Comme toutes les œuvres de Tom Gauld, la revanche des bibliothécaires est un bijou d’humour absurde, plein de finesse. Cette série de petits scripts publiés chaque samedi dans The Gardian, au dessin minimaliste et faussement naïf, est un mélange réjouissant de Gary Larson et de Buster Keaton, qui porte un regard plein d’ironie et de tendresses sur la littérature. Un album indispensable qui ne peut que réjouir les vrais amoureux des livres.

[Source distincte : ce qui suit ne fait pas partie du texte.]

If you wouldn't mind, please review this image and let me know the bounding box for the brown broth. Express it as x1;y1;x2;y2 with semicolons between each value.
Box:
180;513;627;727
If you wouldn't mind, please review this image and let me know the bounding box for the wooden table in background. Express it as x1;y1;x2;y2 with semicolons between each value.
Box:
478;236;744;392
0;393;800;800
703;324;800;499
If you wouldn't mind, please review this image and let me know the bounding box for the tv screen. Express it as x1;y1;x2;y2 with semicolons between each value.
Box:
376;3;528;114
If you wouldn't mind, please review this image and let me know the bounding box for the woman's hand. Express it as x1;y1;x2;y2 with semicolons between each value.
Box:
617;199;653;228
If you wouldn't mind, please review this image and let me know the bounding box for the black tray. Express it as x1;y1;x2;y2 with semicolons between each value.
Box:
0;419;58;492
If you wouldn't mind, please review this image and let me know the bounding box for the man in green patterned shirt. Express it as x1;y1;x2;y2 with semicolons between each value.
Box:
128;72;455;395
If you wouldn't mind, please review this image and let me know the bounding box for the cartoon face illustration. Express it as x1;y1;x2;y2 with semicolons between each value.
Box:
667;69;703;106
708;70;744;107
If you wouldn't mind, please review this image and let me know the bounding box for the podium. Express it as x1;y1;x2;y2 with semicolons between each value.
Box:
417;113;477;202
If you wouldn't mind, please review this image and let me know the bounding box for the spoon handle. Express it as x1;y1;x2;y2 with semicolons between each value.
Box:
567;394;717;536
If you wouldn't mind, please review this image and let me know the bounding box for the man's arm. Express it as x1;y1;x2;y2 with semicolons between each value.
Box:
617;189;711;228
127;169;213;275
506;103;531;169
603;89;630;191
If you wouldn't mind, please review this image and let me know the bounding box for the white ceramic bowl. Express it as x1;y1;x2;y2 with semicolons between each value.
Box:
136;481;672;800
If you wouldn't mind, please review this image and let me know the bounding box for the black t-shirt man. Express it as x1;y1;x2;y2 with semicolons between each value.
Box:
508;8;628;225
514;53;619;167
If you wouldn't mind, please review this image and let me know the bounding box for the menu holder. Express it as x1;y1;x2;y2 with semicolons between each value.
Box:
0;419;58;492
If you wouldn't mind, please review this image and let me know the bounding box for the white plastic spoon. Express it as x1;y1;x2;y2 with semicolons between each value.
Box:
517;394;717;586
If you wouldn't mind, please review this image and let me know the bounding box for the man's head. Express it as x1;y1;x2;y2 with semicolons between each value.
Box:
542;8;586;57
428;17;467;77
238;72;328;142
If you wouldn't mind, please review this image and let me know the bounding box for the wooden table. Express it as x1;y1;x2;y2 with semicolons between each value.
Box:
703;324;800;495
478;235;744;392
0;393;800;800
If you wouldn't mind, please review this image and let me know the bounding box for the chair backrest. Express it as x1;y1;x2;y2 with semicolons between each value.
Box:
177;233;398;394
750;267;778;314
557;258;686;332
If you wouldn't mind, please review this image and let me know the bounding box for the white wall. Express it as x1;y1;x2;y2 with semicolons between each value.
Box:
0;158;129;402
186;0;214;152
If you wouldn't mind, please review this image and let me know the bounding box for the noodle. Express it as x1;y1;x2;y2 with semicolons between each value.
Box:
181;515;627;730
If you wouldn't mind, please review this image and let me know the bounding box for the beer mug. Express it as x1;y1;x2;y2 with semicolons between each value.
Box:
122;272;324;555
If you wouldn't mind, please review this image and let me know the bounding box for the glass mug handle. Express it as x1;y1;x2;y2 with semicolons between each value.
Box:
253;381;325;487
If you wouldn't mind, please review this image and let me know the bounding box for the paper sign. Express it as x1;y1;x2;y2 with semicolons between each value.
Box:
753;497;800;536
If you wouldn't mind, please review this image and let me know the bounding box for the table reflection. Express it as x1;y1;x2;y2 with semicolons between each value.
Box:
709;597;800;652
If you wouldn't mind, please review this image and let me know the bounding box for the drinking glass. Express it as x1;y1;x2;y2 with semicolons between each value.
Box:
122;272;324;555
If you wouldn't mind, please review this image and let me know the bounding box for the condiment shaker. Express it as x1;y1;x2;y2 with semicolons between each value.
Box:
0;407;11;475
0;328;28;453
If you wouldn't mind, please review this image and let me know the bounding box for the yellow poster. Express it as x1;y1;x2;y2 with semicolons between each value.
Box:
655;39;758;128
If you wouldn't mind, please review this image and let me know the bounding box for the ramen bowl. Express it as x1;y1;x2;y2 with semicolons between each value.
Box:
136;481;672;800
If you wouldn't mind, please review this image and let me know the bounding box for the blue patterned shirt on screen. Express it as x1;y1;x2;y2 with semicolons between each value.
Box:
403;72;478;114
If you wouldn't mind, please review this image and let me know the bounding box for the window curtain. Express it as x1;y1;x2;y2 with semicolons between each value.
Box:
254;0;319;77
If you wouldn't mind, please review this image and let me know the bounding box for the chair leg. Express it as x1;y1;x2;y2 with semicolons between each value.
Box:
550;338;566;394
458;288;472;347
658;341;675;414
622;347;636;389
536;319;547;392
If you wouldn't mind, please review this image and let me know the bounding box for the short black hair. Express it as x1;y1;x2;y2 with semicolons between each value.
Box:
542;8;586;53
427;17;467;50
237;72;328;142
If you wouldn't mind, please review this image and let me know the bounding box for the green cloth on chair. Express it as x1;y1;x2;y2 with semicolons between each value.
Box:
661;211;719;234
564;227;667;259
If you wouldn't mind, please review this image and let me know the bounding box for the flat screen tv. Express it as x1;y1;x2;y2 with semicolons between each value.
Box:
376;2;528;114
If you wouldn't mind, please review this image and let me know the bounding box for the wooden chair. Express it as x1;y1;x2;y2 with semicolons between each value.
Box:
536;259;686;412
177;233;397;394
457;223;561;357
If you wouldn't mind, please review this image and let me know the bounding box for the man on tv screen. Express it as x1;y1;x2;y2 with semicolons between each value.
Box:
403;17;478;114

La revanche des bibliothécaires

Tom Gauld

Editions 2024

160 p – 17 €

CDF Mag n° 1997 du 1er octobre 2022

Les fausses confidences

Giovanni d’Arezzo est le pseudonyme choisi par son auteur pour signer les chroniques culinaires italiennes publiées dans un journal parisien. Il reçoit un jour un courrier d’un homonyme, posté de Florence, sans adresse ni le moindre indice pouvant en identifier l’expéditeur. Intrigué, il recherche les Giovanni d’Arezzo répertoriés à Florence et écrit à chacun, espérant retrouver son mystérieux correspondant. C’est ainsi que ce crée un réseau d’échanges écrits entre Paris, Florence, Bologne et Pise où sont installés ces étranges alter ego. Mais ce qui semblait au départ un jeu, dont le plumitif parisien se voyait le maître, prend des chemins inattendus. Les confidences échangées, les barrières tombent et les fils de chaque histoire personnelle s’imbriquent en des nœuds de plus en plus complexes. L’art, la cuisine, l’amour, la nostalgie se mélangent et brouillent les évidences. Le réseau devient toile d’araignée, le jeu dérape en un affrontement sourd et cruel. Qui est le chat, qui est la souris ?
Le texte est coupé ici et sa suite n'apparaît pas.